On Monday, Oak Bay council passed a motion to move a portion of sewage charges from the water bill to the tax bill. Now, the CRD post-2006 sewer debt costs will be allocated such that 30% will be on taxes and 70% will be on water consumption. This is a change from the current structure of 100% based on water consumption.
Councillor Kevin Murdoch brought this motion forward, citing that the goal of cost allocation for services should at all times strive to be fair, transparent, and reflect the cost of services provided.
With 28% year-over-year growth of the CRD sewer costs putting more and more money onto the water bill, the issue was a frequent debate in council meetings as to whether it was best tied to the user pay model of water consumption.
“So in 2004 when this first started being allocated onto the water bill, sewage was about 4-5% of the water bill. In 2010, it was about 11%. We are at about 45% now and it keeps going up and up and up, to the point where about 70-80% of everyone’s water bill is going to be just the capital portion of the sewage treatment at the CRD. Nobody’s use of water affects the close to billion-dollar capital build cost of that plant,” says Councillor Murdoch.
The motion recognizes that some sewage cost is based on water consumption but that the vast majority of the costs are due to a large fixed-capital project, the sewage treatment plant. The plant is not going to change in cost whether people use more or less water.
While the change in rate allocation will result in very little change to what residents pay (the difference for an average household between the current model and the new one is $0.29 per bill), the new allocation will do two things:
• Allow seniors to defer the tax portion (30%)

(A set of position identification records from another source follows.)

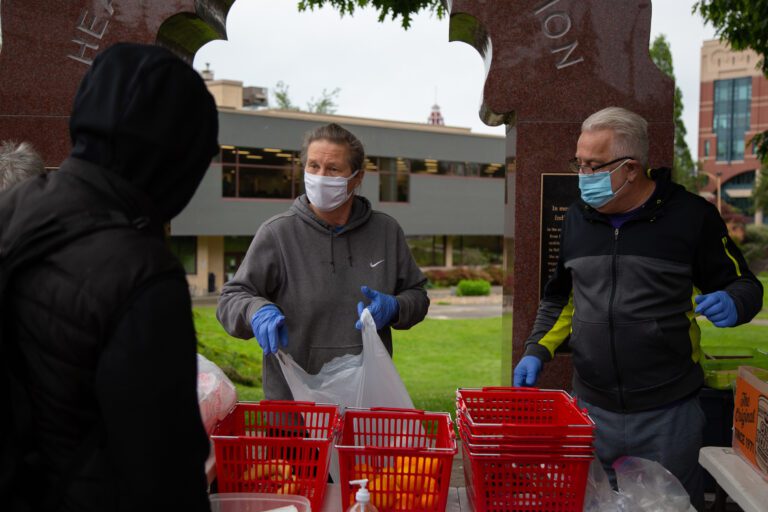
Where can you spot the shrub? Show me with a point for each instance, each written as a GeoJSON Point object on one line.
{"type": "Point", "coordinates": [469, 287]}
{"type": "Point", "coordinates": [444, 277]}
{"type": "Point", "coordinates": [755, 247]}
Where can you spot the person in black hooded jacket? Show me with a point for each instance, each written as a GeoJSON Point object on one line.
{"type": "Point", "coordinates": [98, 338]}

• Improve visibility of rate increases
With increasing sewage costs, a question of ability to pay arises. When the cost is on the water bill, it can’t be deferred. Moving some of it back to taxes allows seniors to defer the tax portion of the payment. This helps elderly in their ability to stay and age in place.
In terms of visibility, a water bill does not show what you paid last year and what you paid this year. There is no comparison to show increases. On taxes, it shows when rates increase and shows comparisons to prior years. Having it split on the water bill and taxes will make it more transparent.
While the vote on the motion was almost unanimously in favor, Mayor Jensen was opposed, feeling both that it is more transparent in its current format, and that having it tied to water consumption, encourages residents to use less water.